In this case, the cards did a comparison of the number of adjectives in Shakespeare vs. the number of adjectives in Donne and Marvell. And the conclusion was . . .

But suddenly it made no difference at all. The classes we had been taking were all in nadirville: no love for the sensational verbal tricks and transpositions and tickles of words and rhyme and rhythm by some of the geniuses of the form. All of these, at the moment of my epiphany, meant nothing.

I recall from back of the beginning of the semester some of Chip's study: the printing history of several different Folios of Shakespeare; a study of the political environment during the times of Andrew Marvell; and research into the concept of culture in Egypt and Europe as represented by "Anthony & Cleopatra."

In other words, all my favorite works moldering there lifeless on the dissecting-room table, blood everywhere.

§   §   §

This book of essays by Williams brought it all back to me, especially when he quoted some of the titles of "staid articles" from the pedants of our own day. Articles on "Thoreau's Moon Mythology," or "Henry James Rewriting of Minny Temple's Letters," or "Horizontal and Vertical Movement in Robert Frosts's Mountain Interval.
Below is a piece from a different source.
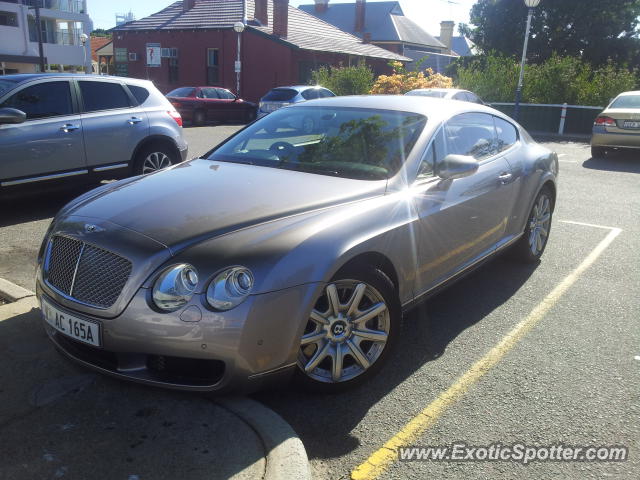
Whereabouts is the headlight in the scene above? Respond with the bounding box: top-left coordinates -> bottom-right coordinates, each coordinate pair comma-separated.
206,266 -> 254,311
152,264 -> 199,312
For those of us with the misfortune to be in love with Thackeray or James or Thoreau, literature in general, this pedantic needlework could be enough to send us off the deep end. And for me, instead of sticking my head in the oven (this was near the time when Sylvia Plath took that very exit), I figured out, at last (why'd you wait so long, boobie?) that I had other fish to fry, that it was time to take wing.
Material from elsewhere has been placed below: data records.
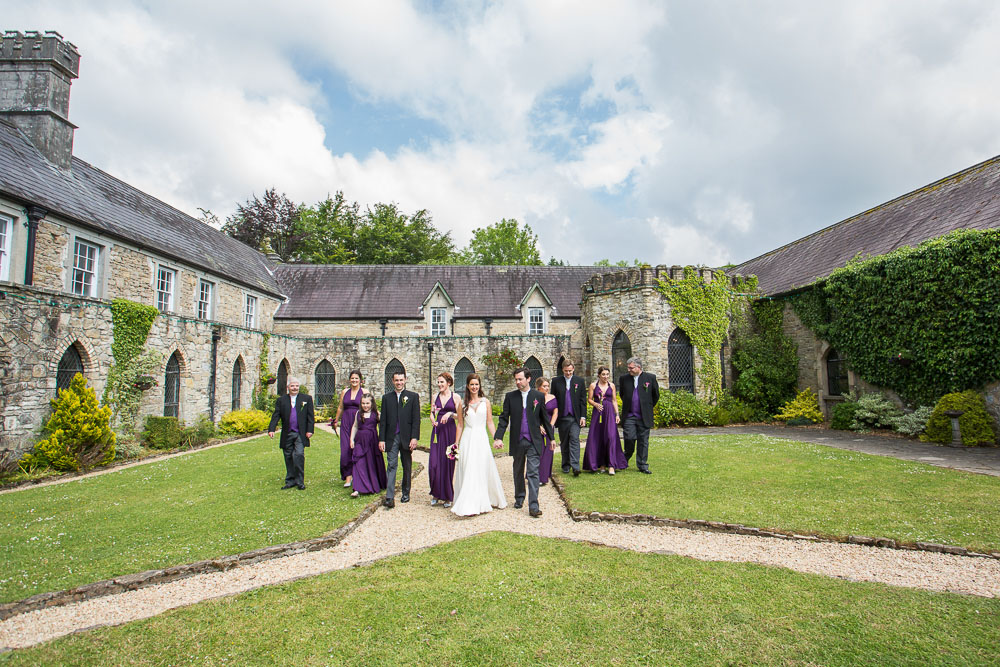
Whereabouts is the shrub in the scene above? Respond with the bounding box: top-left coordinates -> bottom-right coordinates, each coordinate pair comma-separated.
23,373 -> 115,471
731,301 -> 799,420
219,409 -> 271,435
892,406 -> 933,437
114,437 -> 144,461
830,401 -> 860,430
850,393 -> 902,431
710,406 -> 731,426
655,391 -> 714,427
925,391 -> 998,446
717,391 -> 755,423
182,415 -> 216,447
773,388 -> 824,424
142,416 -> 185,449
Just think, if Chip had not keelhauled me with his studies from PMLA or MLA or his bonky notes on my papers , I might be there still, maiming myself with a daily noodle trellis of literary nonsense. From then on, my life began to take some fascinating twists and turns. Thanks, Chip, you catatonic nitwit.

I now learn from Williams that, in undergraduate school, before I arrived on Berkeley, I had been immersed in something known as New Criticism. The set was simple: "Intentional fallacy," which

    rules out talking about the author; rather, one should talk only about the poem itself. An author's intentions are not reliable; rather, what matters is what is manifested in the poem,

    The New Critics also ruled out history and politics. They acknowledged their importance but parceled them out to their proper disciplines, to history or to the rising disciplines of sociology and political science.

"A literary critic should properly stick to the poetic qualities of a poem. Its historical quality might have documentary value, but not literary value." But --- and this was what makes me suspicious of Williams and his friends in the present-day English lit biz --- New Criticism "also dispelled the touchy-feely impressionism of much teaching."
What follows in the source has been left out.